Figure 4.. Lineage tracing studies reveal that early gastrulating Hand1+ cells contribute to not only a distinct subpopulation of first heart lineage cardiomyocytes but also serosal mesothelial lineages (pericardial, epicardial cells) in the heart.

(A) RNAscope ISH in Hand1-CreERT2 embryos shows that expression of CreERT2 precisely recapitulates the expression of Hand1. (B), Lineage tracing studies using Hand1-CreERT2 and Rosa26-tdT mice (shown in left) map the fate of early gastrulating Hand1+ cells. Schematic outlines the experimental strategy for Hand1-CreERT2 genetic fate mapping studies shown in right. Tamoxifen was given at E5.75, and embryos were examined for Hand1-CreERT2 genetically-labeled tdT+ cells at E7.75, E8.25, E9.5 and E12.5. (C-F), RNAscope ISH and immunohistochemistry of whole mount and cross sections of these embryos reveal the contribution of Hand1-CreERT2 genetically-labeled tdT+ cells at (C) E7.75, (D) E8.25, (E) E9.5 and (F) E12.5. (C’, D’, E’, E’’, E’’’), Insets show transverse sections of C, D, E at indicated dashed lines, respectively. (F’), Inset shows coronal section of F. (C’’, F’’), Insets are magnification of C’, F’ boxed area. Arrowheads point to tdT+ cells expressing (C, C’’) Hcn4, (D, D’) Myl7, (E’’) Erg1, (E’’’) Wt1 and (F’’) α-Actinin. (C’’’, D’’’, E’’’’, F’’’), Diagrams summarize the anatomical location of Hand1-CreERT2 genetically-labeled tdT+ cells at the embryonic stages analyzed. n = 3 embryos for each stage. Scale bars, 100 μm. AM, Amnion; AVC, Atrioventricular Canal; BA, Base of the Atrium; CC, Cardiac Crescent; Epi, Epicardium; HT, Heart tube; LA, Left Atrium; LV, Left Ventricle; OFT, Outflow Tract; Peri, Pericardium; Pro, Proepicardium; RA, Right Atrium; RV, Right Ventricle; SV, Sinus Venosus; ST, Septum transversum; YS, Yolk Sac.

Figure 5.. Clonal analysis reveals multipotentiality in early Hand1+ progenitors.

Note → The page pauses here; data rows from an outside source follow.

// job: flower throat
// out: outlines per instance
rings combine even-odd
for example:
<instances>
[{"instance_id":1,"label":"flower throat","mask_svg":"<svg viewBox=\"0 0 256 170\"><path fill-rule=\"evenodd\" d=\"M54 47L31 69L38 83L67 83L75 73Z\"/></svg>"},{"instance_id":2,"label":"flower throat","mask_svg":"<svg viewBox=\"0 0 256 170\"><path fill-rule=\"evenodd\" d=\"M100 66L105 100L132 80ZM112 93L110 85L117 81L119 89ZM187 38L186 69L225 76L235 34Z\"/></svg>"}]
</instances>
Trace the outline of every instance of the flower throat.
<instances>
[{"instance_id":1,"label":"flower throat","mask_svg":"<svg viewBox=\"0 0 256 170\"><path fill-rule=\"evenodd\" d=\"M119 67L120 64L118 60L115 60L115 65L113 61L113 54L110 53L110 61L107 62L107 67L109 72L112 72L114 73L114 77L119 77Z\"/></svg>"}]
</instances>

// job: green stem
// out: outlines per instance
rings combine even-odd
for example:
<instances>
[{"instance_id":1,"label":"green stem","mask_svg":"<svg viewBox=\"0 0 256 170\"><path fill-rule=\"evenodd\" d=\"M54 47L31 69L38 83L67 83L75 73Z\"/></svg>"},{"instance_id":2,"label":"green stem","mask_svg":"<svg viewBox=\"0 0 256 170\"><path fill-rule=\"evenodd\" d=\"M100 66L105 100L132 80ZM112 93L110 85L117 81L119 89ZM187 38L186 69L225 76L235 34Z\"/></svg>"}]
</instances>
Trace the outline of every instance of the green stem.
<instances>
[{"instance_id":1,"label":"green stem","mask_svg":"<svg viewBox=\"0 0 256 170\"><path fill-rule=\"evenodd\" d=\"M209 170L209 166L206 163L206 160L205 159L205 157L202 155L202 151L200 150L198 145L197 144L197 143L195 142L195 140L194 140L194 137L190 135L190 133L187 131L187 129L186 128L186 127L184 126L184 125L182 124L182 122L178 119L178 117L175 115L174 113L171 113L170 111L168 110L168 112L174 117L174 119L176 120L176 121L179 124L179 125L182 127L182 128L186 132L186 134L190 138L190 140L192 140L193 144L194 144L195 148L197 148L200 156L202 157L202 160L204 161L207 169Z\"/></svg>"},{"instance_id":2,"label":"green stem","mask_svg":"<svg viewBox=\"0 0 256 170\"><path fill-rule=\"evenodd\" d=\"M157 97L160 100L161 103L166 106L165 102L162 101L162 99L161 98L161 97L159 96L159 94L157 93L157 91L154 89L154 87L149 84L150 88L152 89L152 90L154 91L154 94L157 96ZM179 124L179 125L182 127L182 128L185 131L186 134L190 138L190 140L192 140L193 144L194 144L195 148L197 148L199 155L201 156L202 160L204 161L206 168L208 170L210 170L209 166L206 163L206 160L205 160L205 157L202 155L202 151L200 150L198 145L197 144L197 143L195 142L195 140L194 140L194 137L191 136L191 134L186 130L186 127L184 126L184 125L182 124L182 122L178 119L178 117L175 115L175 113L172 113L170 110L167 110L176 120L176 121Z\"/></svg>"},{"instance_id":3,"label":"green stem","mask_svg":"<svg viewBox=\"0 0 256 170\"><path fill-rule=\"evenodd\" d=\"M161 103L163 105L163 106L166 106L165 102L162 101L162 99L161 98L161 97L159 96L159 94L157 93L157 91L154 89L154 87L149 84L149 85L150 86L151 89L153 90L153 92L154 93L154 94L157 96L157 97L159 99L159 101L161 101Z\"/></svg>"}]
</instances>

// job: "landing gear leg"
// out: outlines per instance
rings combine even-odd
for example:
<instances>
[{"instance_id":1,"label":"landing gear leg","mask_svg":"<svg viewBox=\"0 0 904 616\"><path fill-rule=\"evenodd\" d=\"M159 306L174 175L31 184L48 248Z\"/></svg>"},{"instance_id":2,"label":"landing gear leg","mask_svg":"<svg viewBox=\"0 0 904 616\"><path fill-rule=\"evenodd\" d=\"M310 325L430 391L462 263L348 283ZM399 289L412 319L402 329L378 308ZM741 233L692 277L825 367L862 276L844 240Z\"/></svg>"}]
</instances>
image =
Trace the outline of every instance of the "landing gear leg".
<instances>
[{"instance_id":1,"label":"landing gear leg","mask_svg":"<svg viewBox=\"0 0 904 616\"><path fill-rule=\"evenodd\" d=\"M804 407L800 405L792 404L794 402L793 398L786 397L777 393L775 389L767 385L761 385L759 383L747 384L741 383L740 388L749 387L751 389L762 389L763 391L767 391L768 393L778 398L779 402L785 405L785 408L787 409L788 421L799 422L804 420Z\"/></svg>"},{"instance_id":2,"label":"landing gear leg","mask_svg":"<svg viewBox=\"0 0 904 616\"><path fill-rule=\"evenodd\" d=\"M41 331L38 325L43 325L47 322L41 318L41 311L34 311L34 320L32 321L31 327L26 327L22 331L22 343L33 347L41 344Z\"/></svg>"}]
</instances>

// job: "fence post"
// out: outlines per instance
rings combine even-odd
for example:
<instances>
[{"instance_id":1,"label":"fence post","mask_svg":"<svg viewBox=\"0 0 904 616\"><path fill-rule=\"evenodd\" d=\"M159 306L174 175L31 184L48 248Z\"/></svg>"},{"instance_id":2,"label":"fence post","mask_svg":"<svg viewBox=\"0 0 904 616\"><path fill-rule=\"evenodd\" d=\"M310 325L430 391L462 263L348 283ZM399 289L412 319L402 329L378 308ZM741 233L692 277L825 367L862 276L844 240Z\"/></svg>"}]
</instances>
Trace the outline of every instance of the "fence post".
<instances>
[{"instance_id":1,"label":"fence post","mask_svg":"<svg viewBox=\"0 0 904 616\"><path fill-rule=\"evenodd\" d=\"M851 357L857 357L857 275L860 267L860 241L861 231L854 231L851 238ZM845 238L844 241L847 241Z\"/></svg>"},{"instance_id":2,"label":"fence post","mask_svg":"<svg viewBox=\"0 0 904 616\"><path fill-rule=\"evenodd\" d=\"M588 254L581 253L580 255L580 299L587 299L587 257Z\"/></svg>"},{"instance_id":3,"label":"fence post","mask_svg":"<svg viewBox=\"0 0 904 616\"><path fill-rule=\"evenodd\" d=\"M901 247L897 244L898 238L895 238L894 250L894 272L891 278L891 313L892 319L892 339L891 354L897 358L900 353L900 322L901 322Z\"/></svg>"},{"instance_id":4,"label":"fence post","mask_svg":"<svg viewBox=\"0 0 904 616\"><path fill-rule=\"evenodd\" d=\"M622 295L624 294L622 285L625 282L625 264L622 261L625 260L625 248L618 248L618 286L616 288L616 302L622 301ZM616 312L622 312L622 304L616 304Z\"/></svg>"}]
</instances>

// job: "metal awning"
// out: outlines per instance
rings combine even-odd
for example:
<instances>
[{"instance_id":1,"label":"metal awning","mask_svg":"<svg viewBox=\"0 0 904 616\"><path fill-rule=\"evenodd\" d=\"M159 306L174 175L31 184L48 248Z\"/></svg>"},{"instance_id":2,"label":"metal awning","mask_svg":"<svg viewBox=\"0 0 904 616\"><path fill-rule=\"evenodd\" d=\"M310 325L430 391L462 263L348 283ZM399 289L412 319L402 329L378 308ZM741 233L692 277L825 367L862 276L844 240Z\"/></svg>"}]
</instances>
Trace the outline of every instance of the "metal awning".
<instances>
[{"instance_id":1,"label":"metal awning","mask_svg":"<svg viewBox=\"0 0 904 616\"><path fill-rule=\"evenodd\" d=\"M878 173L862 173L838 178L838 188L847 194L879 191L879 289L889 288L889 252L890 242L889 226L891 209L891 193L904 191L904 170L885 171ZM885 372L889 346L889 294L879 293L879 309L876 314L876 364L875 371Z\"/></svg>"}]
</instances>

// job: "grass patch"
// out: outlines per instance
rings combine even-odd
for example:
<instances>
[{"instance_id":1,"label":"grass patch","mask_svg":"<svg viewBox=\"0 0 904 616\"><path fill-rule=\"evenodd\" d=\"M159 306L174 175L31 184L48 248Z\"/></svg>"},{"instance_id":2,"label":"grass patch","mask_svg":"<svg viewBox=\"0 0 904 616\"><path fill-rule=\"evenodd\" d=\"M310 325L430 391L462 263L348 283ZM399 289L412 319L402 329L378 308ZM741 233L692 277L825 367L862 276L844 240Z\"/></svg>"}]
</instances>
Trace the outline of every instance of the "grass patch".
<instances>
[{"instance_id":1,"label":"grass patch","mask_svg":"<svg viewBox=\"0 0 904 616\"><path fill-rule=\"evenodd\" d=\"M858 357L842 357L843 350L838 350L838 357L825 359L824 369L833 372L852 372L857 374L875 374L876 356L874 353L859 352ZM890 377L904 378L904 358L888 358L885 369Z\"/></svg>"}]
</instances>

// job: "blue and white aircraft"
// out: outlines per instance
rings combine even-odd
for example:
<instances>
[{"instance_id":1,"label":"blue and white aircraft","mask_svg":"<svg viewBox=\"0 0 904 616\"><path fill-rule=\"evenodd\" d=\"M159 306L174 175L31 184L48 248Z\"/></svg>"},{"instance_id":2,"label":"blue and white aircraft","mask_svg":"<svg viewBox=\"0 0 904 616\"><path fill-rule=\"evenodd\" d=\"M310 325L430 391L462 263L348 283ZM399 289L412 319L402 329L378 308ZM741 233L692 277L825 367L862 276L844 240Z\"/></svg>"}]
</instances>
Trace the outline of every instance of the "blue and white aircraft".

(A), Schematic outlines experimental strategy for Hand1-CreERT2; Rosa26-Confetti clonal analyses. (B), Bar graph reveals the percentage of E9.5 embryos that displayed fluorescence at titrated doses of tamoxifen. The numerator is the number of fluorescence-positive embryos, and the denominator is the number of total embryos examined. (C), Clonal analyses of uni-color E9.5 embryos reveal that individual Hand1-CreERT2; Rosa26-Confetti clones labeled at E6.75 (0.0025 mg/g Tamoxifen) have the capacity to generate multiple cell types that can contribute to the yolk sac and/or heart. (D), Diagram summarizes the contribution of Hand1-CreERT2; Rosa26-Confetti genetically-labeled clones in the heart and yolk sac at E9.5. (E), Clonal analyses of uni-color E12.5 hearts reveal that individual Hand1-CreERT2; Rosa26-Confetti clones labeled at E6.75 or E7.25 (0.005 mg/g Tamoxifen) have the capacity to generate multiple cell types within the heart. (F), Diagram summarizes the contribution of Hand1-CreERT2; Rosa26-Confetti genetically-labeled clones in the heart at E12.5. (G), Representative E12.5 uni-color hearts show individual Hand1-CreERT2; Rosa26-Confetti genetically-labeled clones contributing to different combinations of tissues and cell types: AVC/SV and RA (clone # 237-RFP); LV and Epi (clone # 329-RFP); the AVC/SV and Epi (clone # 319-YFP). Scale bars, 200 μm. (H), Bar graph displays the number of uni-color E12.5 hearts with clones contributing to cardiomyocytes only, epicardial cells and cardiomyocytes, or only epicardial cells. (I), Model summarizes the multipotentiality of Hand1+ cardiac progenitor cells (CPC) between E6.75 - E7.25 in relation to the contribution of reported FHF/SHF progenitors. AVC, Atrioventricular Canal; BA, Base of the Atrium; CM, cardiomyocytes; Epi, Epicardium; LA, Left Atrium; LV, Left Ventricle; OFT, Outflow Tract; Peri, Pericardium; Pro, Proepicardium; RA, Right Atrium; RV, Right Ventricle; SV, Sinus Venosus; ST, Septum Transversum; YS, Yolk Sac.